Antigenic variability: Obstacles on the road to vaccines against traditionally difficult targets
- PMID: 27295540
- PMCID: PMC5085008
- DOI: 10.1080/21645515.2016.1191718
Antigenic variability: Obstacles on the road to vaccines against traditionally difficult targets
Abstract
Despite the impressive impact of vaccines on public health, the success of vaccines targeting many important pathogens and cancers has to date been limited. The burden of infectious diseases today is mainly caused by antigenically variable pathogens (AVPs), which escape immune responses induced by prior infection or vaccination through changes in molecular structures recognized by antibodies or T cells.
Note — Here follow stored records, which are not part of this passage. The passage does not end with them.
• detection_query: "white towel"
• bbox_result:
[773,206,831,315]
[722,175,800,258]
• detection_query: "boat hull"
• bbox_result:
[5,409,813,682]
Extensive genetic and antigenic variability is the major obstacle for the development of new or improved vaccines against "difficult" targets. Alternative, qualitatively new approaches leading to the generation of disease- and patient-specific vaccine immunogens that incorporate complex permanently changing epitope landscapes of intended targets accompanied by appropriate immunomodulators are urgently needed. In this review, we highlight some of the most critical common issues related to the development of vaccines against many pathogens and cancers that escape protective immune responses owing to antigenic variation, and discuss recent efforts to overcome the obstacles by applying alternative approaches for the rational design of new types of immunogens.
Keywords: HIV vaccine; antigenically variable pathogens; cancer vaccine; combinatorial peptide library; variable epitope library.